Through an acrylic board in the interview room of the Higashi-Nihon Immigration Center in Ushiku, Ibaraki Prefecture, a 55-year-old Pakistani man repeatedly pleads in Japanese.
He came to Japan in 1986 on a tourist visa. He was issued a deportation order for working as a house painter without a work permit and for falsifying his status. He has been detained for about two years at the center, where those refusing deportation are held.
In August last year, he joined in a hunger strike to protest his prolonged detention. However, he was denied a provisional release from the facility for humanitarian reasons.
His is just one example of a growing problem of evading repatriation.
As of the end of June last year, the number of people ordered to leave the country who are being held in facilities nationwide stood at 1,147. Of them, 858 are refusing to go back. Detention periods tend to get longer as they keep evading repatriation, and as many as 679 have been held for six months or longer.
There have been calls for expanding provisional releases, saying that long-term detention is a humanitarian issue. However, the government's stance is that promoting repatriation is more important, in that 366 of those refusing to return to their home country have been convicted of serious offenses, such as drug crimes, heinous crimes, theft and fraud.
The situation in Japan is certainly serious.

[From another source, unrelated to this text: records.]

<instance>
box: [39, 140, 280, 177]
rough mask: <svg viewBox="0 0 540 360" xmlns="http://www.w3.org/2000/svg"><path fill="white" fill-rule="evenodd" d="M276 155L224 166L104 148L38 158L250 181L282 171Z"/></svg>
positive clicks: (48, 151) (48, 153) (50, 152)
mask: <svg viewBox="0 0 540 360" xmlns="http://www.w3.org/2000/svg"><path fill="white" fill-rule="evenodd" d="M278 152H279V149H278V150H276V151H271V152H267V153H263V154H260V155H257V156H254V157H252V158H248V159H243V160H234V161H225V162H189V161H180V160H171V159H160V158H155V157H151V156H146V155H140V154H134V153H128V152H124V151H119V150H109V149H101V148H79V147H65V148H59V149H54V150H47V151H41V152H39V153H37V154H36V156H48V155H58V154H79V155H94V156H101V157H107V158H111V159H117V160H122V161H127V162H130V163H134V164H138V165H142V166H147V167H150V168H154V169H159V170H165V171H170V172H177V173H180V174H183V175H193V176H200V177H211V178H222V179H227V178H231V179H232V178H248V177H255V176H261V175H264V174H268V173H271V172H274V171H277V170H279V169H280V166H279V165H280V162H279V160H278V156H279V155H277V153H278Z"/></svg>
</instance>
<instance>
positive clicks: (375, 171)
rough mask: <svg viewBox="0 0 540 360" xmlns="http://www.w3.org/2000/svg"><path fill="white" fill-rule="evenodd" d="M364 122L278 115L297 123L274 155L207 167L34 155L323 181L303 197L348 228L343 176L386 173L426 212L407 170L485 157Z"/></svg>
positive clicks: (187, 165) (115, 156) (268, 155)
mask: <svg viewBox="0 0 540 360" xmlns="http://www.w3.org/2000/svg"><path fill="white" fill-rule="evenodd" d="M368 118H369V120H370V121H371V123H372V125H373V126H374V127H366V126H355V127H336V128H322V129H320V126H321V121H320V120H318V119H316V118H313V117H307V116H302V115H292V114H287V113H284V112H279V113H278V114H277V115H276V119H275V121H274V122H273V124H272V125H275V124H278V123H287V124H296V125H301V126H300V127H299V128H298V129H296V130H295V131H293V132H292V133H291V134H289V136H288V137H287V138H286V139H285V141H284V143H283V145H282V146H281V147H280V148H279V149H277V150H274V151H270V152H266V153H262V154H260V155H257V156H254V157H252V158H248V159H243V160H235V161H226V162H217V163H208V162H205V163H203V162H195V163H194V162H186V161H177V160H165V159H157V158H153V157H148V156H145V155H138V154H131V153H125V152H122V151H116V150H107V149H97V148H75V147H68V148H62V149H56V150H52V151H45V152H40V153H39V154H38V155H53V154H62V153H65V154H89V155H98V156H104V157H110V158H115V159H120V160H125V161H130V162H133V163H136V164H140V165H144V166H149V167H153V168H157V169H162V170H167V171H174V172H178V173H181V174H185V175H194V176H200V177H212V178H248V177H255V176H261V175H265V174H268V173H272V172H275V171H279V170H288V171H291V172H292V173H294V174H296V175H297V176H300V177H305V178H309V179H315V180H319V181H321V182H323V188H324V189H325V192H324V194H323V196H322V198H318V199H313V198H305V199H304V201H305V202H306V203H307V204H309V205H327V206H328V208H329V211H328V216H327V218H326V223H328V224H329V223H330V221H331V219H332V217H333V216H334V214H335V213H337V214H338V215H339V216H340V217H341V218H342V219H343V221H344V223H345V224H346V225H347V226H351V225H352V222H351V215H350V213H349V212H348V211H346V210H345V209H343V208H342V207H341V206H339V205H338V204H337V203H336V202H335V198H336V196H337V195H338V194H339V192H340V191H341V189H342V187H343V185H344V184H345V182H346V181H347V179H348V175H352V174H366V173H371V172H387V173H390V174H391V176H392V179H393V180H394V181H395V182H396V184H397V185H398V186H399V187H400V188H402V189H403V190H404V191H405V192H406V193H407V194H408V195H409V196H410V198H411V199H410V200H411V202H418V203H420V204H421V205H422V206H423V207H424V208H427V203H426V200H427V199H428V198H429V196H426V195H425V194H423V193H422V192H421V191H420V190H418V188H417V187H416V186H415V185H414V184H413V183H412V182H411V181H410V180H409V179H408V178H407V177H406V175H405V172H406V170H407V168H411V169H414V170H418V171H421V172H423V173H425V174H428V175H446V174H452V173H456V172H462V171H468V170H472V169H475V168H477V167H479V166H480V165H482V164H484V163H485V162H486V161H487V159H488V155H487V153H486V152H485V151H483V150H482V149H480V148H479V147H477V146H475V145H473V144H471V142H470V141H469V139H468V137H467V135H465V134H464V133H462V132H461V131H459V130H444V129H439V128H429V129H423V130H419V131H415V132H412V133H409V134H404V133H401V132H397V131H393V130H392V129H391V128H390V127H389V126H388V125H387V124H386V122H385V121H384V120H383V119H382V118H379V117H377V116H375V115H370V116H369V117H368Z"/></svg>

But in Germany, where I was dispatched as a correspondent, it is even worse, and offers many lessons for Japan, which is expecting to increase the number of foreign residents in the future.
Since 2015, more than 1.8 million people have applied for refugee status in Germany, and the repatriation of those denied such status has become a major issue.
According to local media, the number of people obliged to leave the country was 246,737 as of the end of June last year. Of them, 77% were hesitantly accepted to stay for reasons such as they could not be properly identified because they did not possess passports. The remaining 55,620 people were classified as those obliged to leave immediately.
From January to the end of June last year, 6,786 people voluntarily returned to their home countries, and 11,496 people were forcibly deported. Deportation appears to be progressing at first glance, but the number of people obliged to leave the country increased by around 20% compared to that of 2015.
One reason behind this trend is the resistance to deportation. In 2018, there were 1,637 cases in which deportees getting violent at airports and the deportation was abandoned. Protests by crowds over 100 have also frequently occurred, in which protesters and police officers clashed, causing injuries on both sides. The limited capacity of detention facilities, at around 500 deportees, is another obstacle.
In 2016, a terrorist attack was carried out in a Christmas shopping area of Berlin by a man who was not recognized as a refugee, but unwillingly allowed to stay in the country. Last June, the lower house of the German federal parliament passed a law that doubles the number of detention facilities and makes it easier to detain people to prevent them from escaping.
We can only now wait and see how effective these measures will be.